Lo smartphone come estensione del braccio – Quasi tutto filmato o digitato con lo smartphone e riversato sui social raggiungendo milioni di persone. Con l’aggiunta del flusso ininterrotto e immediato di immagini postate attraverso Twitter e Telegram da comuni cittadini. Così i social network stanno alimentando una moderna “fog of war”. Sul campo i russi avanzano, ma lo fanno tra maggiori difficoltà del previsto per il coordinamento e la lotta anche di volontari e cittadini ucraini. Ingaggiati attraverso l’uso dei social, che stanno avendo un peso ‘on the ground’. “Le immagini stanno portando il mondo dentro la guerra, sono benzina per la resistenza ucraina e l’indignazione collettiva, amplificandone il coinvolgimento – dice Cristante – Anche perché una guerra di aggressione così, in Occidente, non si vedeva dal secolo scorso”. E gli ucraini stanno ribaltando i rapporti di forza: il contadino che porta via il tank russo con il trattore, le donne in piazza che preparano le molotov, gli abitanti di un villaggio che rifocillano un giovane soldato russo catturato e lo mettono in contatto (ancora via smartphone) con i genitori, i 13 militari che mandano a quel paese la nave russa sull’isola dei Serpenti. Immagini vere, racconti talvolta enfatizzati. “Lo smartphone riprende tutto in una sorta di nuova estensione del braccio e dell’occhio di Marshall McLuhan. I social amplificano, la tv convoglia il messaggio in un altro terreno comunicativo e bellico ancora di primaria importanza per la formazione dell’opinione pubblica, ma sarebbe meglio parlare di ‘emozione pubblica’”, aggiunge il sociologo. E i russi cosa hanno da mostrare? “Nulla. Anzi, devono nascondere perdite e difficoltà militari. Così lasciano il campo agli altri”.

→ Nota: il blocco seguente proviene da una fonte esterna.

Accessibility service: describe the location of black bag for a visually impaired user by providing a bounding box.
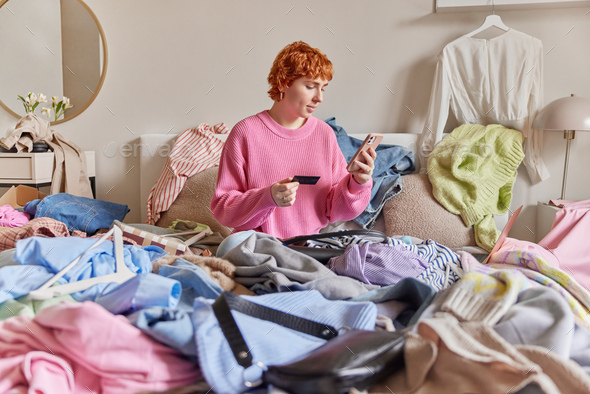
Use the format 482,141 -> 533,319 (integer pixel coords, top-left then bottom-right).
282,230 -> 387,264
263,330 -> 405,393
213,292 -> 405,393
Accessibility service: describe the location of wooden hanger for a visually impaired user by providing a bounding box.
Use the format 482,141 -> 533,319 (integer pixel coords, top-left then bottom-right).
466,1 -> 510,37
29,226 -> 136,300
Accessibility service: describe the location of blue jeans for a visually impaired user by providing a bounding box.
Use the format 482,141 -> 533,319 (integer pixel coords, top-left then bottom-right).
24,193 -> 129,235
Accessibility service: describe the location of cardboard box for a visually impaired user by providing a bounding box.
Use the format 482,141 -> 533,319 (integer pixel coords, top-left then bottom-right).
0,185 -> 47,208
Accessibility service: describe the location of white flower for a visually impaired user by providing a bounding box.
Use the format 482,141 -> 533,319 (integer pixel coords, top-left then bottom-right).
41,107 -> 51,118
63,97 -> 73,109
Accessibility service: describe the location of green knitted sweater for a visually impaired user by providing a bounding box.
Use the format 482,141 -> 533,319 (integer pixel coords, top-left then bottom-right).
427,124 -> 524,251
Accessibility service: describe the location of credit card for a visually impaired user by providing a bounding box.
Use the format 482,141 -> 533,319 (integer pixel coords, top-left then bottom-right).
291,175 -> 320,185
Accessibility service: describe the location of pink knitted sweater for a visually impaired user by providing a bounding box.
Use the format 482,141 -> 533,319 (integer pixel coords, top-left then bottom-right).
211,111 -> 373,238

Il nucleare, le proteste, gli arresti – La minaccia di utilizzare le armi nucleari ha fatto il resto, secondo Cristante: “Dopo due anni di pandemia, di lutti e sofferenze, non era scontato che questa guerra avesse un coinvolgimento così alto, anche se avviene accanto a casa nostra e vede in campo una potenza mondiale. Un ruolo importante lo ha giocato l’atomica: aveva l’obiettivo di impaurire, ma ha fatto anche riflettere”. L’effetto immediato, secondo il docente, è stato la “mobilitazione pacifista nelle piazze” poiché “ha reso più concreto e potenzialmente vicino il rischio di estinzione rispetto a problemi gravi e attuali come i cambiamenti climatici”. In seconda battuta potrebbe scaturirne un altro: “La gente sarà portata a riflettere come la razionalità politica sia attribuita ipso facto a chi è al potere. Stiamo toccando con mano come il pianeta possa essere nelle mani di un singolo. Questo può ridimensionare la capacità di affascinare di uomini forti e populismo”. Ad avviso del sociologo, la slavina social rischia di ripercuotersi anche sul fronte interno russo, già in agitazione per il peso che le sanzioni occidentali avranno sulla vita quotidiana della popolazione: “Gli arresti in ogni manifestazione contro la guerra rimbalzano sui social, hanno eco maggiore rispetto agli altri momenti di repressione del dissenso nel Paese – conclude Cristante – Se continueranno a essere documentabili, crescerà l’empatia e magari si allargherà il dissenso interno”.